Drew Pippin, NuAire, Inc.

Q: Can you elaborate on the effects of low or no exhaust flow when looking at an exhausted type A cabinet vs. an exhausted type B cabinet?

A: When you have low or no exhaust flow while using an exhausted class II, type A2 biological safety cabinet, the cabinet itself will continue to run but the exhausted airflow will be recirculated back into the laboratory space. This means that the cabinet is still providing product protection in the work zone as well as biological protection, but vapor protection is lost. Since class II, type B biological safety cabinets are interlocked with the exhaust system, if the external exhaust fails then the cabinet motor stops so as not to pressurize the exhaust duct system. Because of this you not only lose vapor protection, but biological protection as well as product protection — so any work that is being done in a type B cabinet at the time of exhaust failure would be compromised.

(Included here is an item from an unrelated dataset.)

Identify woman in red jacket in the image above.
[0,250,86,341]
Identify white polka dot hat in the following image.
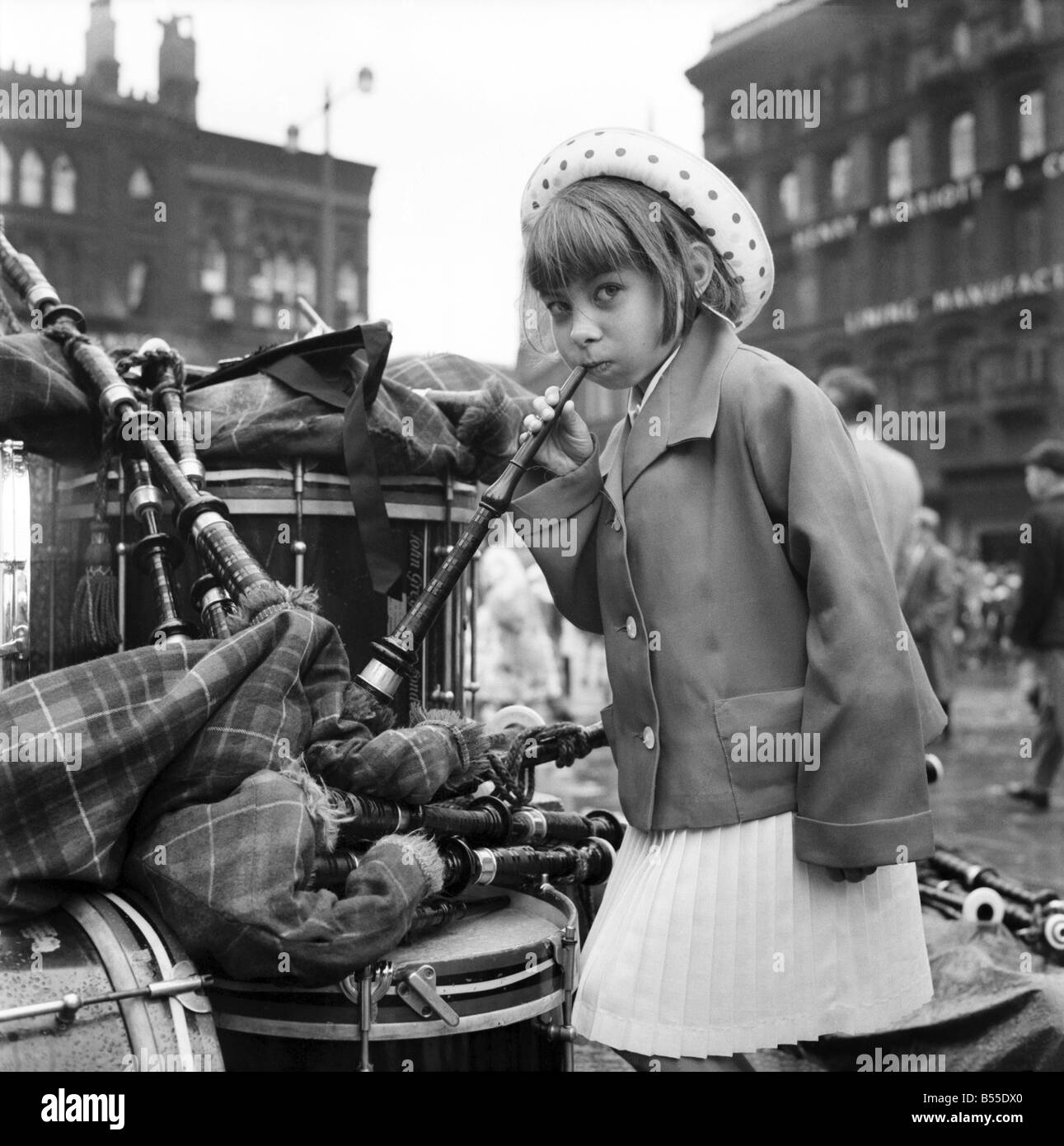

Q: Are agents classified in certain risk groups handled at the biosafety level corresponding to their risk group classification?

A: In many cases you can simply follow the work practices, engineering controls and facility requirements identified in the CDC/NIH Biosafety in Microbiological and Biomedical Laboratories (BMBL). For instance, Risk Group 2 agents are handled in a BSL2 facility following BSL2 work procedures and using BSL2 safety equipment, but this is not always the case and based on a risk assessment. Sometimes the procedures used in the protocol and certain factors associated with the agent will modify the risk and allow or require deviations from the BMBL.

Example: Let’s assume that you are working with the rabies virus, which per the NIH risk group classification list is a Risk Group 2 agent, so ordinarily researchers would follow the Biosafety Level 2 requirements. This particular laboratory is growing large volumes of the rabies virus and isolating the virus in a centrifuge. Rabies is a Risk Group 2 agent transmitted through bites or breaks in the skin. But the laboratory procedures in this example can create aerosol levels not possible in nature and create airborne concentrations of the virus that can result in infections by inhalation, a route of transmission not found in nature. In this case, the work culturing and isolating rabies should be performed with BSL3 containment and controls even though rabies is a Risk Group 2 agent.